Central services, such as boilers, power stations and electrical substations, should be located away from hazardous areas so they will not be affected by a fire or explosion within the plant nor be a source of ignition for any potential flammable liquid or gas release.

Electrical substations and motor control centres should be properly pressurised in accordance with DEP 31.76.10.10 or separated from sources of flammable vapours or gasses.

Substations should be located away from hazardous areas to increase the reliability of the power supplies in case or a process fire or explosion.

Electrical distribution cables shall be buried to limit their exposure to explosions, fires, storms and vehicles, and to ease firefighting accessibility.

The segregation between utilities shall consider the effects of contaminating air intakes with air emissions or hydrocarbon release sources e.g. instrument air intake shall be located away from diesel generator exhausts.

3.5 Process Plant Permanent Buildings

Buildings covered by this section are rigid structures intended for permanent use in fixed locations. This section addresses both buildings intended for occupancy and unmanned buildings. Examples of buildings intended for occupancy are listed in Appendix 2.

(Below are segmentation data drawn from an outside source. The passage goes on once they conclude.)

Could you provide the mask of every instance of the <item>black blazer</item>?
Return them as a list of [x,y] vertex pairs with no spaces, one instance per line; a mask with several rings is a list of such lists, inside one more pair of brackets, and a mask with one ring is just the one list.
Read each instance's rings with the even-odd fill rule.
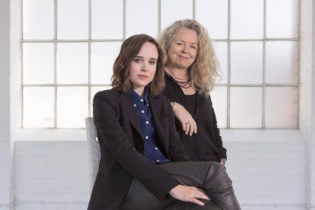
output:
[[[169,100],[149,96],[159,148],[172,162],[190,161],[180,143]],[[99,92],[93,99],[93,116],[101,158],[89,210],[118,210],[133,177],[158,199],[179,184],[166,171],[142,154],[143,143],[137,113],[128,95],[115,89]]]
[[203,97],[196,92],[196,110],[190,110],[184,98],[184,92],[171,78],[165,74],[165,88],[163,94],[171,101],[176,101],[188,111],[197,124],[197,134],[185,135],[179,120],[175,124],[185,151],[191,161],[214,161],[220,162],[226,158],[226,149],[223,147],[220,131],[210,96]]

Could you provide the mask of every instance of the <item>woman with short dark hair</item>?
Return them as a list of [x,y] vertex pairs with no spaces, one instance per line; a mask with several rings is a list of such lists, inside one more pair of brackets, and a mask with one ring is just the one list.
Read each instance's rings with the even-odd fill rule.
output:
[[223,166],[191,162],[184,151],[170,101],[160,94],[162,57],[153,38],[127,39],[113,88],[94,97],[101,158],[88,209],[240,210]]

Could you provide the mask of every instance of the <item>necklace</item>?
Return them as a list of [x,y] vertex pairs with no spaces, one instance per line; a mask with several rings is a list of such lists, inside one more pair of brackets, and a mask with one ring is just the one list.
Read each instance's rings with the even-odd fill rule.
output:
[[182,87],[183,88],[189,88],[191,86],[191,83],[189,84],[189,86],[188,87],[185,87],[185,86],[187,85],[188,83],[190,81],[190,77],[189,76],[189,78],[188,79],[188,80],[186,81],[179,81],[176,80],[175,79],[174,79],[173,77],[170,74],[168,73],[167,71],[165,71],[166,73],[166,75],[170,78],[171,78],[173,81],[174,81],[175,82],[176,82],[178,85],[179,85],[180,87]]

Occupied buildings should be located according to the following principles:

locate personnel away from process areas consistent with safe and effective operations;

minimise the use of buildings intended for occupancy in close proximity to process areas;

manage the occupancy of buildings in close proximity to process areas;

design, construct, install, modify, and maintain buildings intended for occupancy to protect occupants against explosion, fire, and toxic material releases;

manage the use of buildings intended for occupancy as an integral part of the design, construction, maintenance, and operation of a facility.

When siting new buildings intended for occupancy, the building should be located where it could not be exposed by fires, explosions or toxic materials.

Process plant permanent buildings SHALL [PS] be considered to be exposed to major process hazards, when:

Explosion peak side-on over-pressure > 50 mbar

Thermal radiation (long duration) > 8 kW/m2

Flammable gas concentration (long duration) > 0.4 LFL

Hydrogen Sulphide concentration (long duration) > 100 ppm

If separation to mitigate explosions is not feasible, blast loads SHALL [PS] be taken into account in selecting the type of building construction in accordance with DEP 34.17.10.30. Design blast loads SHALL [PS] be calculated in accordance with SP-1258 using a consequence-based or risk-based approach.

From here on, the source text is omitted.